![]() |
Amadeo Souza-Cardoso |
A velha casa tem três relógios. Todos adiantados mas a dar horas em minutos diferentes. Um soa as badaladas quando faltam uns quinze minutos para a hora certa; outro, uns vinte e tal minutos e outro ainda, exatamente, meia hora mais cinco minutos.
Este último é o que conta para as horas das refeições que são sempre a horas certas, ou melhor, certas pelo relógio adiantado meia hora mais cinco minutos. Os cinco minutos são para qualquer distração, para alguém que bate à porta, para atender o telefone, para responder à chamada da vizinha, para fechar uma janela se o vento sopra ou a chuva não para de cair... Os trinta minutos são um dos hábitos intocáveis da casa.
Se é estranho durante o dia ouvir badaladas de três relógios, muito mais estranhas são as noites dormidas na casa. Isto é, mal dormidas.
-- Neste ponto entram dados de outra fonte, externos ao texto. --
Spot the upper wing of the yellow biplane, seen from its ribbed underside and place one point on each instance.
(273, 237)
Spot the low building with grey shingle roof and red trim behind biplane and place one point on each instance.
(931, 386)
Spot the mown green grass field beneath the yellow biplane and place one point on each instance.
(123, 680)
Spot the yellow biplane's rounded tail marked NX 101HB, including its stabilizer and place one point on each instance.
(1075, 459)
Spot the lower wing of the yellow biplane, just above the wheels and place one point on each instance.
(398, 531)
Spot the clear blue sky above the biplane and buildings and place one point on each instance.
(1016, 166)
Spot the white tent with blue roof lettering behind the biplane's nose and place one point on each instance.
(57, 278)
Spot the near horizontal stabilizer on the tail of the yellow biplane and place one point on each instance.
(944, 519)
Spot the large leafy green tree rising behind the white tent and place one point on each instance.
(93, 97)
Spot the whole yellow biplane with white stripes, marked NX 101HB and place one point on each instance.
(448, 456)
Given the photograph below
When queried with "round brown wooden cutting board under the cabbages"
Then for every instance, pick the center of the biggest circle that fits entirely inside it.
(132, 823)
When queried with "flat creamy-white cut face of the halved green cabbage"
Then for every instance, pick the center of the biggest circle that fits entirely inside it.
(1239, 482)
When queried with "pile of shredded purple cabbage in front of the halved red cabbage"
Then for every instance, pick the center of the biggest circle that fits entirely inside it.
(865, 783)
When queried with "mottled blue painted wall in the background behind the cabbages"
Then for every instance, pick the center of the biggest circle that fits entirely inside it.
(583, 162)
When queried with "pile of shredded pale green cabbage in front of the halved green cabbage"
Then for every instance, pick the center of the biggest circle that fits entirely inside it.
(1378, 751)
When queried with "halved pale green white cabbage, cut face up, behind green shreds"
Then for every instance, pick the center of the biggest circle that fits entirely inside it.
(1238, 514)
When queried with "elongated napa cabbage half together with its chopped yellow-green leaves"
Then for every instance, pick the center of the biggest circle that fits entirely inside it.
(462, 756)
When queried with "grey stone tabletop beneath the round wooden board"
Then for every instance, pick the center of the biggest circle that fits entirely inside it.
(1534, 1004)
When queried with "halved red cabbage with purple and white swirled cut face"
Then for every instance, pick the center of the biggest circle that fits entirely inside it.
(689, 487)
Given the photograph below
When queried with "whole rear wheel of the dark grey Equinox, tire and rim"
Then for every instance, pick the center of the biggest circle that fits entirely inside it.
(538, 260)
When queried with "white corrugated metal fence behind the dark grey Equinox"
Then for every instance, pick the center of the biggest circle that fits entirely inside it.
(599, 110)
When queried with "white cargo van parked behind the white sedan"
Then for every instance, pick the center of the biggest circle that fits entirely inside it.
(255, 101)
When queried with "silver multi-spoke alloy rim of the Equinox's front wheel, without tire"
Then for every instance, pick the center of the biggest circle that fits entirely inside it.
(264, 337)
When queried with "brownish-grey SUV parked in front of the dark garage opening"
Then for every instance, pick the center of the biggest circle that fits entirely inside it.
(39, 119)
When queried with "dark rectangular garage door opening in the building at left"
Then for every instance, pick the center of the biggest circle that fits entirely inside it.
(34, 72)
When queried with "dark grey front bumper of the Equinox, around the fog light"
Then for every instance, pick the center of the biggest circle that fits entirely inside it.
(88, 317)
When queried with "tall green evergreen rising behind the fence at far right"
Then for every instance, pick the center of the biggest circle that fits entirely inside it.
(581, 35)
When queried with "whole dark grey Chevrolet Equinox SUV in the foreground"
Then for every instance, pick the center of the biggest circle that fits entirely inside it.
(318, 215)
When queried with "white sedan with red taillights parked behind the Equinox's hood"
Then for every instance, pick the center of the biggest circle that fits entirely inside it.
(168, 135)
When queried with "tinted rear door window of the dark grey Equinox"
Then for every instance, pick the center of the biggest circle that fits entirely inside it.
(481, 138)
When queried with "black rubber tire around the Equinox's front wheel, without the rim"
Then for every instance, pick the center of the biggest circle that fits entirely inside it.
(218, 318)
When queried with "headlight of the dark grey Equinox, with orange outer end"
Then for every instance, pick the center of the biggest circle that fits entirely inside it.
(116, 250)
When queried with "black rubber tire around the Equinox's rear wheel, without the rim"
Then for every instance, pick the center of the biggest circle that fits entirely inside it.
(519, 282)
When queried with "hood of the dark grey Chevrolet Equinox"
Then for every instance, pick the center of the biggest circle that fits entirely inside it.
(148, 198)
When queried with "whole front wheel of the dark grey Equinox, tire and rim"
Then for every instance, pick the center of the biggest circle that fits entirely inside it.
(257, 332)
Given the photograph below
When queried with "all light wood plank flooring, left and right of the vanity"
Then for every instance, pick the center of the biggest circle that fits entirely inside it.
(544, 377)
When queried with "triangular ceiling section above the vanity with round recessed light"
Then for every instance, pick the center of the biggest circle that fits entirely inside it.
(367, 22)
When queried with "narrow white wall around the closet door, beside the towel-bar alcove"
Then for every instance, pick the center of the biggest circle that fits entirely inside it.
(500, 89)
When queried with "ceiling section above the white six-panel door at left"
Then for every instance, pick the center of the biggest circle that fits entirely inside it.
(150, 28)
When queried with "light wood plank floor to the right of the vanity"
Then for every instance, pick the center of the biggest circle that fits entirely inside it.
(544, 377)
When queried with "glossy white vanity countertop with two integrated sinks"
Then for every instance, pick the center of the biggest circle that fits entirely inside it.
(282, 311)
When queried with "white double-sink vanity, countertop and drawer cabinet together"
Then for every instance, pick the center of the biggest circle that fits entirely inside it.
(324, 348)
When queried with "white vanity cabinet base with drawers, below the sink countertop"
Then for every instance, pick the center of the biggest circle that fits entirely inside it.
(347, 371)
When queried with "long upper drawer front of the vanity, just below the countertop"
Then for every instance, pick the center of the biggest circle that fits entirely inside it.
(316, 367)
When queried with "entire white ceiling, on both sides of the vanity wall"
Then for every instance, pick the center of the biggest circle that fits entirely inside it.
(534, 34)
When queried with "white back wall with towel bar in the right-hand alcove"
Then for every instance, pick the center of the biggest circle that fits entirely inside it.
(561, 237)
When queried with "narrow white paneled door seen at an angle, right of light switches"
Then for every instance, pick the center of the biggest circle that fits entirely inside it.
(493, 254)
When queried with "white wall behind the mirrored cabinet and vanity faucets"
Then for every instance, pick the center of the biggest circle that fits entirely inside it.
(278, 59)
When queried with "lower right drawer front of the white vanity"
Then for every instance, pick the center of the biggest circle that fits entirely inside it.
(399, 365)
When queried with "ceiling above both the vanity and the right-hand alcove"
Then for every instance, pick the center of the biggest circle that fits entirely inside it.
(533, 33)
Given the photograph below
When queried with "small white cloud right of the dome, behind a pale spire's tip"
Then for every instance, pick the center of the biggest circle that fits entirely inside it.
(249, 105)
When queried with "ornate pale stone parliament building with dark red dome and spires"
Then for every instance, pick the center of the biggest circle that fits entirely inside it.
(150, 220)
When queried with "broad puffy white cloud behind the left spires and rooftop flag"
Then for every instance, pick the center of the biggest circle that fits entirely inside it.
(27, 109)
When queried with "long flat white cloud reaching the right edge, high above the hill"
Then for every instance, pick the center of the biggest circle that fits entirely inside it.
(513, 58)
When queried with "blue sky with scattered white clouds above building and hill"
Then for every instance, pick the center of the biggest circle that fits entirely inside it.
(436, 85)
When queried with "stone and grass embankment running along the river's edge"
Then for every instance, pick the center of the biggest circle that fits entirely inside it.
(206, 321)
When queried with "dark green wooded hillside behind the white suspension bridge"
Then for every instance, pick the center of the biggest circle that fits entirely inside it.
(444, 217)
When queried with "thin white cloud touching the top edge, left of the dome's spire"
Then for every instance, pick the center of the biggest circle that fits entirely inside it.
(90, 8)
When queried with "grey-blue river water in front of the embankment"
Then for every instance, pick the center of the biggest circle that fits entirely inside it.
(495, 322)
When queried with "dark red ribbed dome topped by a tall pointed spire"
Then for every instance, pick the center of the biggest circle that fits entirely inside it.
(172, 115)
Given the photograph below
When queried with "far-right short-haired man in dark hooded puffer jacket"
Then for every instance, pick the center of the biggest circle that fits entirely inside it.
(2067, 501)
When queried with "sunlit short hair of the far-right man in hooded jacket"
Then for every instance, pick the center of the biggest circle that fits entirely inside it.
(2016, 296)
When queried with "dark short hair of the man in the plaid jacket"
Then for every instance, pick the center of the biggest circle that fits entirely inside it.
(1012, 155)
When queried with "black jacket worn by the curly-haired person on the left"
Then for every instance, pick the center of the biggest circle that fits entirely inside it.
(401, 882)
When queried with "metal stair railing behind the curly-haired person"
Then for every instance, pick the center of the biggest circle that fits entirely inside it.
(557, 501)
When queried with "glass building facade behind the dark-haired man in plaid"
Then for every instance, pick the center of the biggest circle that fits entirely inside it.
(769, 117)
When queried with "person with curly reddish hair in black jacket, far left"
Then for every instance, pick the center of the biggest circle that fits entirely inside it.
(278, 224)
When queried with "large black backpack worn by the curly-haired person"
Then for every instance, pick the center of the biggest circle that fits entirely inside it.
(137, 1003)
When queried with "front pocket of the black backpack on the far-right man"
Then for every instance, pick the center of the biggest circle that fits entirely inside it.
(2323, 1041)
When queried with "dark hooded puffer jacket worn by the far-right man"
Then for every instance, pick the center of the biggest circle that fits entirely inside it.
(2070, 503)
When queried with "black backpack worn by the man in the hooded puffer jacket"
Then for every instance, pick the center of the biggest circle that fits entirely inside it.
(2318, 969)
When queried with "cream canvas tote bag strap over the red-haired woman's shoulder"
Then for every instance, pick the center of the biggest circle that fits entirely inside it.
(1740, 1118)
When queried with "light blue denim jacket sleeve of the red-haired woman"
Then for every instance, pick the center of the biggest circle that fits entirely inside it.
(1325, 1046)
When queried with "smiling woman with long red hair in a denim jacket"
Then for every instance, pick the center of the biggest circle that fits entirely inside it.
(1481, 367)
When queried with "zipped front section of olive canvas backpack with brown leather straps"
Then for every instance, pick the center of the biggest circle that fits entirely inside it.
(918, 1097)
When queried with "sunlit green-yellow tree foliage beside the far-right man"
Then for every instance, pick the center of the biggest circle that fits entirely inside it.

E, como se os sons da noite estivessem incompletos, há o estalar de uma velha parede, o ruído da água a querer passar num cano ferrugento, o ronronar do gato, os ais doridos e não contidos...
Estranha é a noite. Para mais, quando não se sabe as horas ao certo.
Talvez fixar os toques dos diferentes relógios ajude a adormecer.
Ou tenha ficado alguma janela aberta para poder olhar a paisagem noturna. E como se ouvem muitas badaladas dispersas na noite, ninguém acorda.
Ou continue sem adormecer. Como as badaladas dos três relógios.